さらに、「今後、“妊活”の重要性は高まると思いますか?」とたずねると、「思う」という人は、77%。これは婚活について行なった同様の質問に対する72%をも上回る結果です。今後、“妊活”トレンドは、“婚活”と同様に、より広く受け入れられるようになるかもしれません。

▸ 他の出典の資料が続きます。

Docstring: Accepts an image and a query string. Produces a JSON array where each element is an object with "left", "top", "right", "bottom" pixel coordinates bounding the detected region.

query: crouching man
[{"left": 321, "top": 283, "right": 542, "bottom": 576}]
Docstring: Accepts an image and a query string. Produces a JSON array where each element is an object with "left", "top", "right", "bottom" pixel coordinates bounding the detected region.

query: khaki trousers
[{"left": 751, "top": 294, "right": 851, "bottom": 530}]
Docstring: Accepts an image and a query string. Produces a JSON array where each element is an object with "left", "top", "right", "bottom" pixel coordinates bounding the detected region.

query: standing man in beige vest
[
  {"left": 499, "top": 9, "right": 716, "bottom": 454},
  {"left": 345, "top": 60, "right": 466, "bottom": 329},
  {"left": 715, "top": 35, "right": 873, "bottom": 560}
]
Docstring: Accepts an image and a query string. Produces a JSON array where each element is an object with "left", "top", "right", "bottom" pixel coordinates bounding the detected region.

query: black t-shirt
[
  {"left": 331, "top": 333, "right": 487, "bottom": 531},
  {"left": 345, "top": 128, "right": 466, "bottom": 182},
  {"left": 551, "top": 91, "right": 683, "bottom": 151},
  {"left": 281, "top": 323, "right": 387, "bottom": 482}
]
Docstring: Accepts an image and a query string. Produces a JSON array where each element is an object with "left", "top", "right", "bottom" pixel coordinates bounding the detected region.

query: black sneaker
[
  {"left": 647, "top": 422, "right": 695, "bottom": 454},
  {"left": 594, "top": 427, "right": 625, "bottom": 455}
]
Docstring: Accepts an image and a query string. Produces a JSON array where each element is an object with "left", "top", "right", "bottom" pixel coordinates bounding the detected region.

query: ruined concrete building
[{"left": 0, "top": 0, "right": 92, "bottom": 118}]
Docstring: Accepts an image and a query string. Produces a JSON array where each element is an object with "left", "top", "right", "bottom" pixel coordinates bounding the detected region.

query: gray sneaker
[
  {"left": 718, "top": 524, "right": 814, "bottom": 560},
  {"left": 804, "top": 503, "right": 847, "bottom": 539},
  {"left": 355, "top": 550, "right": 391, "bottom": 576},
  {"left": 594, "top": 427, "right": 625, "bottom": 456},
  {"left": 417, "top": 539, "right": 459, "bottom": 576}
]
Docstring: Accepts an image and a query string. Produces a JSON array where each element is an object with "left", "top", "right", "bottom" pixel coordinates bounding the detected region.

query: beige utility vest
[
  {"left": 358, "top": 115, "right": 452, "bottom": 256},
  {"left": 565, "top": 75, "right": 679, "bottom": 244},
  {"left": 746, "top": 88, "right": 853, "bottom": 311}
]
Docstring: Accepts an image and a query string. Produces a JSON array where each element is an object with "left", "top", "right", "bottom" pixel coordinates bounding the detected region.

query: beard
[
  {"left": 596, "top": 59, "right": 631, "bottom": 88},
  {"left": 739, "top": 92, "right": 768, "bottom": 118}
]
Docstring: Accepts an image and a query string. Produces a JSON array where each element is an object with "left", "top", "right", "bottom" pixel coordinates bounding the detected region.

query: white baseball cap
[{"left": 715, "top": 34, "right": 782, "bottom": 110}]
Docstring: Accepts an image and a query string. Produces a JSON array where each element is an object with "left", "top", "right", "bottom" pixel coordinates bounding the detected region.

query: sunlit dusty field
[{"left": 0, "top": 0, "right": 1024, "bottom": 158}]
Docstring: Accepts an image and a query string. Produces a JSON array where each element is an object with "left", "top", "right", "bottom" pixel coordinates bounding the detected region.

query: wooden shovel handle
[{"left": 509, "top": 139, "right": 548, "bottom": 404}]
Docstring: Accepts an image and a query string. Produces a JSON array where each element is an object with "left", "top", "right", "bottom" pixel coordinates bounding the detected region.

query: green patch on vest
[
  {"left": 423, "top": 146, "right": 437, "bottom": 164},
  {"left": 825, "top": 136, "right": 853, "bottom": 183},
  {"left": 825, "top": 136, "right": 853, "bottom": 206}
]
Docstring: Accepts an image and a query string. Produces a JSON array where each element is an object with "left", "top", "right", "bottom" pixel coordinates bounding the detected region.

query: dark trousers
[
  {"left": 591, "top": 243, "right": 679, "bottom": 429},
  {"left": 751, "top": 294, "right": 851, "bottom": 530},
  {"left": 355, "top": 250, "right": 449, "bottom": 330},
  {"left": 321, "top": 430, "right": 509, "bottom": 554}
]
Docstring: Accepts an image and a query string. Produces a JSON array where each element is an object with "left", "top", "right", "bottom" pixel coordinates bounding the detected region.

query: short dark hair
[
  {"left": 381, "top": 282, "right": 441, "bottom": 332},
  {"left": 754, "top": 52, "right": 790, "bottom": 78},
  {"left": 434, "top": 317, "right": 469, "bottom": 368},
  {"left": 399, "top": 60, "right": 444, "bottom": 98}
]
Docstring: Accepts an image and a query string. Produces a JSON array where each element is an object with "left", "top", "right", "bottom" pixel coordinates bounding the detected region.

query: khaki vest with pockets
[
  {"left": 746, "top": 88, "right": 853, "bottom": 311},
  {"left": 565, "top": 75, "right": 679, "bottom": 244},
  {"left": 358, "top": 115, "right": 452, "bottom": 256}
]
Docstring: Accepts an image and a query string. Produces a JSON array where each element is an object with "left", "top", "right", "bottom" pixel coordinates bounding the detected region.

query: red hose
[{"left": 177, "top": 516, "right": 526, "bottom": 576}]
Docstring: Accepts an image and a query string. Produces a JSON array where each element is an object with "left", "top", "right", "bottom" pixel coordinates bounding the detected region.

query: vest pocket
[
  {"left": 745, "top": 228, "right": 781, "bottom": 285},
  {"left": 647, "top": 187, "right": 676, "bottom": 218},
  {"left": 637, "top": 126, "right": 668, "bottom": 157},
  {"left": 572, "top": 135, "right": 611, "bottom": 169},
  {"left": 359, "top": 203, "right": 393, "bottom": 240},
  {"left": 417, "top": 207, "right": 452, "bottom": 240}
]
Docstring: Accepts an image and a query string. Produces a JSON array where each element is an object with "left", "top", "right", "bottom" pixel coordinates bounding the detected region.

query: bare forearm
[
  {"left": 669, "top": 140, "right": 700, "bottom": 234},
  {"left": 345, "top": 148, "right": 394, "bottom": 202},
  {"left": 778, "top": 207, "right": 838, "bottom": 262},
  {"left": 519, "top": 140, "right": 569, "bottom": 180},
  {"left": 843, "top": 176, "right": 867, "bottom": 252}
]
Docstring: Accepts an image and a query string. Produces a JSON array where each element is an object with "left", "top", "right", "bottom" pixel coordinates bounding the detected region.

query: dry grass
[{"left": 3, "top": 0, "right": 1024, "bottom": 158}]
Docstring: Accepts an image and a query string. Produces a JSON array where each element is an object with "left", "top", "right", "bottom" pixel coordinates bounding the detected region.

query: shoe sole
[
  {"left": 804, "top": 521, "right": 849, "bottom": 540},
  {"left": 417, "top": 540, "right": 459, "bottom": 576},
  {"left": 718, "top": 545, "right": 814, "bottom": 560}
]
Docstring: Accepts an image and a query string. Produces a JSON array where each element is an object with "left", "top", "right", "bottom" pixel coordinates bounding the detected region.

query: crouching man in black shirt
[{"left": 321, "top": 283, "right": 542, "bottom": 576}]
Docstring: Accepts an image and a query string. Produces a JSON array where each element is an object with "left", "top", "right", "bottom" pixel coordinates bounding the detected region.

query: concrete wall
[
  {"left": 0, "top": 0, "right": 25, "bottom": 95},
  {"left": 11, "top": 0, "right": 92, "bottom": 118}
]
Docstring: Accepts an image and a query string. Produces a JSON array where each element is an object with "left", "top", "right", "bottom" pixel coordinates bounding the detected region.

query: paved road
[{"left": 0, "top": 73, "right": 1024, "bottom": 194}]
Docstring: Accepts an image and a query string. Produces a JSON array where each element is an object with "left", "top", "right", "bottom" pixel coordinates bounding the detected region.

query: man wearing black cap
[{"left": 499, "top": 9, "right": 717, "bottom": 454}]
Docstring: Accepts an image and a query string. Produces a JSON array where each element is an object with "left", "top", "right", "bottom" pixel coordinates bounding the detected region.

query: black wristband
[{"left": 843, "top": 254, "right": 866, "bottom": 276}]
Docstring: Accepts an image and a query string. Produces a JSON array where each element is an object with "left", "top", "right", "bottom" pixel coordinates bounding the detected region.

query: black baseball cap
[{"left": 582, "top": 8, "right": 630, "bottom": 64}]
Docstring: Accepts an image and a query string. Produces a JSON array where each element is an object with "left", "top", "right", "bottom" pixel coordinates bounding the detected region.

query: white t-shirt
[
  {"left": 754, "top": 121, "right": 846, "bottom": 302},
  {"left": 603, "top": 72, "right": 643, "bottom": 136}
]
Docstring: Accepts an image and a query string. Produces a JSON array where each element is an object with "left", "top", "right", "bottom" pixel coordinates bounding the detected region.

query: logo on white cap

◆ 実施意向率は、およそ半数…、ポイントは“基礎体温”、“葉酸”、“運動”

そこで、“妊活”に対する現代女性の受容性を受けて、「今後、“妊活”を実践したいと思いますか?」と聞きました。その結果、「思う」と答えた人は49%。およそ半数にのぼります。
一方で、“妊活”を実践するためには、妊娠に対する正しい理解が不可欠になるでしょう。例えば、増加している高齢出産については、そのリスクは避けることはできません。妊娠に対して、女性がポジティブに幅広い選択肢を持つためには、そのリスクについても知らなければなりません。リスクを認識し、そのリスクをコントロールしながら、ポジティブな選択を行なうことこそが、妊活と言えるでしょう。
ところが、「“妊活”を行なうにあたり、妊娠に対する十分な情報があると思いますか?」と聞くと、「あると思う」と回答した人は33%のみ。子どもが欲しいと思っている人でも、3分の2は妊娠に対する情報の不足を感じているようです。
また、今すぐに子どもが欲しい人ではなくても、妊娠に備えて行なうべきことは、山ほどあります。そこで、こうした取り組みを実施しているかどうか、たずねてみると、妊娠に備えて何かしらの取り組みを行っているという人は、わずか30%にとどまります。ちなみに、こうした取り組みの一例としては、「基礎体温を測る。(静岡県・32歳)」、「葉酸のサプリメントを上手に利用している(東京都・28歳)」、「適度な運動、バランスの良い食事を意識する。(千葉県・38歳)」といった意見が、実施している取り組みとして、多くあげられました。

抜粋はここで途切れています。